De Benedetti replica a Barbapapà: «Con le fedi salvai il giornale, comprai a caro prezzo la quota di Eugenio»

"A Scalfari diedi 80 miliardi" "Repubblica" litiga sui soldi

La baruffa tra l'ingegner Carlo De Benedetti ed Eugenio Scalfari si è arricchita ieri di un nuovo capitolo. E, come tutte le liti tra ex innamorati, lascia trasparire gli episodi meno edificanti di una relazione anche se si fa di tutto per tenerli nascosti. Infatti, ieri la precisazione del presidente onorario del gruppo Gedi era celata a pagina 27 del quotidiano. «Scalfari ha completamente omesso un passaggio cruciale:a metà degli anni '80 il gruppo Espresso si trovava in una situazione tecnica di fallimento», scrive l'Ingegnere ricordando che il legale della società, l'avvocato Vittorio Ripa di Meana, si rivolse al dottor Guido Roberto Vitale, allora ad di Euromobiliare, per «cercare una soluzione». Secondo De Benedetti, il dottor Vitale, con un suo collaboratore, «si inventò uno strumento molto in disuso nella finanza italiana e cioè le fedi di investimento convertibili e mi propose di sottoscriverne 5 miliardi, cosa che io feci».

Una ricostruzione, anche questa, parziale. Il bilancio del 1981 del gruppo Espresso si chiuse con debiti per circa 10,5 miliardi di vecchie lire. La società, presieduta dal principe Carlo Caracciolo e guidata da Scalfari, aveva bisogno di un aumento di capitale da circa 5 miliardi. Anziché alla Borsa (Espresso era quotata) si ricorse alla finanza. Da una parte ci si rivolse alla Rigim (acronimo di Riunione generale italiana di mobilizzazione spa), che faceva capo al finanziere bolognese Umberto Li Causi e nel cui consiglio sedeva l'Ingegnere, che erogò 4,3 miliardi attraverso le «fedi». Erano strumenti paragonabili a un'obbligazione convertibile (il rapporto era 16 fedi per una nuova azione Espresso), solo che a emetterli era un terzo e non la società bisognosa di risorse fresche. Inoltre l'Espresso cedette il 50% della Manzoni, la concessionaria della pubblicità, a una controllata dell'editoriale Mondadori (allora di proprietà dell'omonima famiglia) che girò questo pacchetto alla Olivetti dell'Ingegnere.
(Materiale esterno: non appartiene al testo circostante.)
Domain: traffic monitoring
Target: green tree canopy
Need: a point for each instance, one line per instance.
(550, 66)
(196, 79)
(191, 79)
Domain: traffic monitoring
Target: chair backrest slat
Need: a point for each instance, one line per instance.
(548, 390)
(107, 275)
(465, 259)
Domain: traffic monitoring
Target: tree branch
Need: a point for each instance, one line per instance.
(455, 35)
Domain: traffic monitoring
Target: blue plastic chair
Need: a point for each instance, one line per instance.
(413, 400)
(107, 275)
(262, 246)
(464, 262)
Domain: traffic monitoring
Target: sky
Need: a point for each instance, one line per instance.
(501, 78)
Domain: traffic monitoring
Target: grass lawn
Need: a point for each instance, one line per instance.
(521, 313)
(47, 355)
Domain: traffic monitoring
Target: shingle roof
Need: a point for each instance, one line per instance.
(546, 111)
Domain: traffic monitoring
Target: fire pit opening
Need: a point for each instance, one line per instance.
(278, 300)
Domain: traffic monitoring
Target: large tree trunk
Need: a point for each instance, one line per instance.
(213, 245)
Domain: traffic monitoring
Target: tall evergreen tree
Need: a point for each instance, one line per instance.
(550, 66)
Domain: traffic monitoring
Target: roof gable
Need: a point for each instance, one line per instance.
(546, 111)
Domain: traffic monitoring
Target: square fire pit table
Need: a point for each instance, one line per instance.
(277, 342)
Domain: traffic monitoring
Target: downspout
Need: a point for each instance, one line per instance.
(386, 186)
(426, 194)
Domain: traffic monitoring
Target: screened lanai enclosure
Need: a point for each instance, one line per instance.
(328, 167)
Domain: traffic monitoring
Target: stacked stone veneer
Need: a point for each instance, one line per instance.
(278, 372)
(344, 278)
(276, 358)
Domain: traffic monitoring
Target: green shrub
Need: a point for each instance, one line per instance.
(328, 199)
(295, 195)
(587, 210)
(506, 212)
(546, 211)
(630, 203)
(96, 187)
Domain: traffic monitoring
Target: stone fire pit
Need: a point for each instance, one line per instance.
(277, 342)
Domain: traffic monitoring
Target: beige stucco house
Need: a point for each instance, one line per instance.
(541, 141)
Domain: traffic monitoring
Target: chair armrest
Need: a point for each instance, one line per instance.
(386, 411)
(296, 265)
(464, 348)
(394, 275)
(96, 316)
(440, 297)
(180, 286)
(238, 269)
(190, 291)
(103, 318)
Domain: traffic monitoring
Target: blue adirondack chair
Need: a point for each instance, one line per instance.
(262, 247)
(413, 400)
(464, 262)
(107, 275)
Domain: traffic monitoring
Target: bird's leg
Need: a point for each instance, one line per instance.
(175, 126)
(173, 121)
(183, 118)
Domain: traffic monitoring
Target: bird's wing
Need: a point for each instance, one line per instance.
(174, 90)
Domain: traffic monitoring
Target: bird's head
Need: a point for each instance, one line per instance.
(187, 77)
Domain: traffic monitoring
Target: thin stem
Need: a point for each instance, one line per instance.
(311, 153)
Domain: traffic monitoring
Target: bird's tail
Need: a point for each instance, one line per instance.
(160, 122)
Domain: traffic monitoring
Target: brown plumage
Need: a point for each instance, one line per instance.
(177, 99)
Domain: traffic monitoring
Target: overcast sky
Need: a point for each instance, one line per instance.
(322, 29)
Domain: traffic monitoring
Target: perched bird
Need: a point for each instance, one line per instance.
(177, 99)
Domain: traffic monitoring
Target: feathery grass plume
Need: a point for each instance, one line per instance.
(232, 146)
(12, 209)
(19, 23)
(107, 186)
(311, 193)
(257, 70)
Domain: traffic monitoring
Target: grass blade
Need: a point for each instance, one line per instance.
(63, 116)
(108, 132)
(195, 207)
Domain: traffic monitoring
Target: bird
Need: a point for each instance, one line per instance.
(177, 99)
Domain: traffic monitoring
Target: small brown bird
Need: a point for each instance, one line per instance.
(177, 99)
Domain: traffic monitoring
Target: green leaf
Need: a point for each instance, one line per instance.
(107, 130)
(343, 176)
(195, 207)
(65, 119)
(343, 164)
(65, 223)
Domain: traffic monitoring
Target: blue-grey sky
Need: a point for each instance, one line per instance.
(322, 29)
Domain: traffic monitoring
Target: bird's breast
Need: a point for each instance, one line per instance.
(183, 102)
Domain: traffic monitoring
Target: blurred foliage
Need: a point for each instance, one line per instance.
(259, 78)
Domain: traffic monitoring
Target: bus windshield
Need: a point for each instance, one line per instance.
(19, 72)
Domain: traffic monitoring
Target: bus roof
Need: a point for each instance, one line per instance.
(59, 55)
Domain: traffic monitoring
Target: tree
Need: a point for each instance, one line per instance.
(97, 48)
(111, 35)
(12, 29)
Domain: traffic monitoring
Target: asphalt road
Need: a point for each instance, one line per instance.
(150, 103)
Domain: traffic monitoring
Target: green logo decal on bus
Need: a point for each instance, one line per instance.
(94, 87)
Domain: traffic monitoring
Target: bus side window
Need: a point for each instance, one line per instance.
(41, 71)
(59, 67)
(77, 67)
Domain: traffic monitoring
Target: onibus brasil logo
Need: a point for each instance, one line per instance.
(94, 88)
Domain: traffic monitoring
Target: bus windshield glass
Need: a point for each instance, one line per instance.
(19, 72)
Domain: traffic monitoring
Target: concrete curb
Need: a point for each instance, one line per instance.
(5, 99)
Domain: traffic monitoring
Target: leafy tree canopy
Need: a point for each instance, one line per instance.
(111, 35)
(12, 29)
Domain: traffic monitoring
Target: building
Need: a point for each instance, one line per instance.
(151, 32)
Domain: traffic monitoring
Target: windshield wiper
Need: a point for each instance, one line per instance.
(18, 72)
«Successivamente convertii le fedi in azioni del gruppo Espresso, diventandone azionista al 15% ed entrai nel consiglio di amministrazione, del quale per trentacinque anni sono stato membro», ha sottolineato ieri De Benedetti. Anche questa affermazione è parzialmente incompleta. Le fedi di investimento, secondo fonti vicine all'operazione, furono utilizzate come pegno per un finanziamento della Banca commerciale italiana, che risulterebbe essere stata la vera titolare delle fedi, circostanza non dimostrabile visto che si trattava di titoli al portatore.

Particolare non di poco conto è che i 4,3 miliardi di finanziamento furono liberati il 2 febbraio 1982, undici giorni dopo che l'Ingegnere fu liquidato cash dall'Ambrosiano di Roberto Calvi con 82 miliardi di lire a fronte di un investimento di 50 miliardi per il 2% durato meno di due mesi, gli stessi della sua vicepresidenza a fianco del «banchiere di Dio». Circostanza per la quale De Benedetti sarà condannato per bancarotta e «miracolato» dalla Cassazione con un annullamento senza rinvio. Tra parentesi, anche Li Causi e i vertici di Rigim furono processati e assolti per frode fiscale. Proprio un attimo dopo l'uscita dell'Ing.

De Benedetti non ha mancato di ricordare che «in occasione della guerra di Segrate (su Mondadori) Scalfari ne approfittò per vendere la sua modesta partecipazione e io gliela comperai versandogli 80 miliardi di lire».

Insomma, gli elaboratori di «una certa idea dell'Italia» avevano anche una certa idea del portafoglio, molto più prosaica.